I could not imagine what a trial would be like. Maybe more depositions? Maybe more schedule changes? Maybe wasting a few dys or even week in trial? Getting my care dragged through the mud and not able to say a word? Sitting in a room for days being bored to death? Losing 10K in missed shifts and pissing my partners off who had to cover me? I had 3 young kids at home and having to put my wife through a trial?

I am too pragmatic to die on this hill just to be proven right. I walked away from this lawsuit settlement with the same confidence/integrity regardless if I won or lost the case.
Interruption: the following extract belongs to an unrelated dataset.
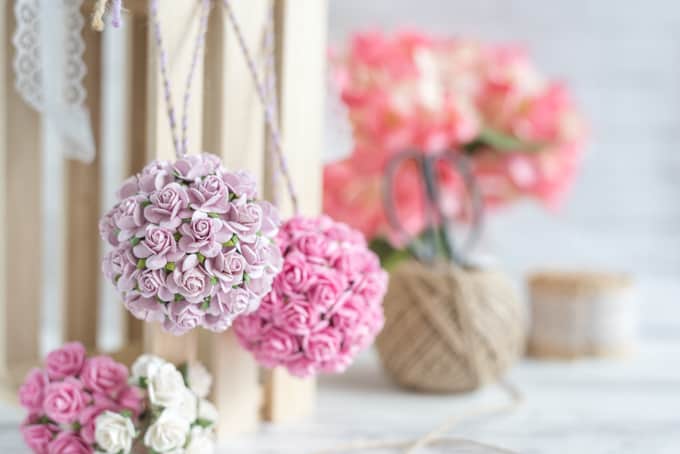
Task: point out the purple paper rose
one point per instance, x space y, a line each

From my POV, the case would not have changed a thing.

Concerning the NPDB, I have been through many MEC/credentialing meetings and a case like this on a doc practicing 15+ years would have not moved a needle. This case never prevented me from getting credentialing anywhere.

On the brighter side, maybe the family used the money on the mom's kids and they got a good college education out of it.
More likely the case gets dropped when they realize you won’t fold. Seen it happen a few times.
 
The post above you: blunt instrument, crayon
Your post: fine and refined. A fountain pen
Feel free to discharge all the tachycardic patients you want. The lawyers love that. Perhaps they’ll serve you with papers written in crayon. At least that might make you laugh a little, which is sometimes all that you can do as a response in the ED when a tragedy like this happens and perhaps no one is at fault. There aren’t enough details to adequately MMQB this case and even that wouldn’t do it justice when we all know that the system including admitted boarding patients, low nursing staffing levels, and an overwhelming volume of worried well also might have affected this case. I applaud the father for seeking a path in health policy instead of placing his entire focus on litigation. At least it’s a search for a solution in a mess of a system. This site could use a little more of that and a little less toxic negativity. Perhaps, more crayons.